Medya: @/ericah_brillina -Twitter
Kemerleri bağlayın uçuşa geçiyoruz"Bakugou," dedi sessizce, gözlerini Katsuki'nin botundan bir saniye bile ayırmadan. "kardelenlere bastın."
Katsuki ayağını çekip insanlar üzerinden geçtikçe ezilmiş kirli karların üstüne koydu. Onları ezdiğini fark etmemişti, her zaman telefonda konuşurken ister istemez etrafını adımlayan biri olmuştu ve acelesi varken adımları hiç de yumuşamamıştı.

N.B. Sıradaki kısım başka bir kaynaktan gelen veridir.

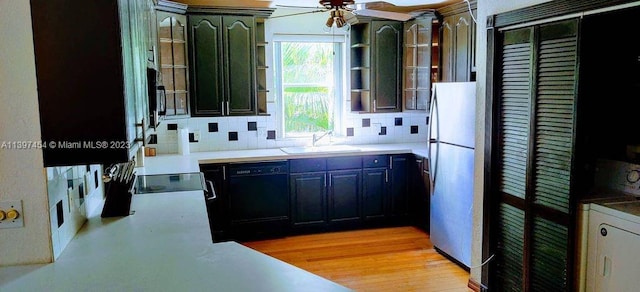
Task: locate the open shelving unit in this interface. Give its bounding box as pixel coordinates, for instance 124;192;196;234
256;18;269;115
350;23;371;112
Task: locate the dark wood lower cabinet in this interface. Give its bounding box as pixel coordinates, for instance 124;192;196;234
328;169;362;227
362;167;389;222
201;155;428;241
289;172;327;230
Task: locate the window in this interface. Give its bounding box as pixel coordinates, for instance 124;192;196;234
275;37;345;138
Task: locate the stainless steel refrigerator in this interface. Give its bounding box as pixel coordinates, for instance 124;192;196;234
428;82;476;267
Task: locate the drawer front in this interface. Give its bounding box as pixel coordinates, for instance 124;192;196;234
362;155;389;168
327;156;362;170
289;158;327;173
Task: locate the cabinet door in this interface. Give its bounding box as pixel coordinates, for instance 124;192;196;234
158;11;189;116
328;169;362;224
409;156;430;232
440;16;456;82
188;15;224;116
403;17;432;111
289;172;327;227
200;165;229;241
440;12;476;82
389;155;410;217
362;167;389;220
222;16;257;115
371;21;402;112
490;19;580;291
454;12;475;82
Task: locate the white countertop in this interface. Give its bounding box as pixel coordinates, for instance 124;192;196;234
136;143;428;174
0;191;349;291
0;143;427;291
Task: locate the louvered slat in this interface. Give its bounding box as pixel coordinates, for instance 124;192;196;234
535;36;577;212
497;204;524;291
531;218;569;291
500;43;531;198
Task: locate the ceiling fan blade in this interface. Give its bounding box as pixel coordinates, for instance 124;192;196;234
353;8;413;21
269;10;327;19
276;4;324;9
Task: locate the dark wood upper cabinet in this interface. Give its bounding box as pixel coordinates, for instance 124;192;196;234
371;20;402;112
188;15;226;116
402;13;438;112
438;1;476;82
222;16;257;116
31;0;155;167
350;19;402;113
188;7;272;116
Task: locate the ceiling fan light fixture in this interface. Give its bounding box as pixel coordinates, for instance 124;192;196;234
326;16;333;27
319;0;355;9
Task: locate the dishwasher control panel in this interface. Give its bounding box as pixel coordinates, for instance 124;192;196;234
229;161;288;176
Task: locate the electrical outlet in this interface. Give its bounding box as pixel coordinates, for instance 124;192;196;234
258;128;267;137
0;200;24;229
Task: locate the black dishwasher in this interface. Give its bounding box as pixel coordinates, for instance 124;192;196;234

Eijirou dünyada başka hiçbir şey önemli değilmiş gibi yerde bir ceset gibi yatan çiçeğe dik dik bakıyordu. İlgisini geri kazanabilmek için, Katsuki sorusunu, "Konuşsana lan, ailen neden senden nefret ediyor?" diyerek tekrarlamak zorunda kaldı. Eijirou'nun önceki seferden de sinirli gözleri sesini duyması ile aniden Katsuki'ninkilere kenetlendi. "Söylesene, n'oluyor?"
Katsuki'ye sonsuzluk gibi gelen bir duraksamanın ardından Eijirou, "Asıl sana ne oluyor?" diye atılıp sarışının bir iki adım gerilemesine neden oldu. "Bak, bana yardım ettiğin, evini açtığın için minnettarım, cidden. Ama sana bırakmanı söyledim. Lüzmu olmayan yere burnunu sokma. İyi biri olman sana istediğini yapma hakkını vermez."
Katsuki öyle büyük göz devirdi ki Ochako'nun bile eve yirmi dakikalık yürüme mesafesine rağmen yine bir şekilde hissettiğine emindi. Sinir olmuşçasına kaşlarını indirdi ve "İşin benim sana yardım etmemle alakası yok. Seni söylemezsen evden atmakla tehdit etmiyorum." derken ellerini hışımla salladı.
Eijirou'nun aksine konuşurken ellerini kullanan birisi değildi, onun için ellerinin ona sormadan sıcak kalmaya çalıştıkları ceplerden fırlayıp soğuk havaya atlaması alışılmadıktı. "Şu an sadece söylemekten korktuğun için benim suçummuş gibi davranıyorsun. İşine gelince susmak bilmiyodun, şimdi mi sorun oldu?"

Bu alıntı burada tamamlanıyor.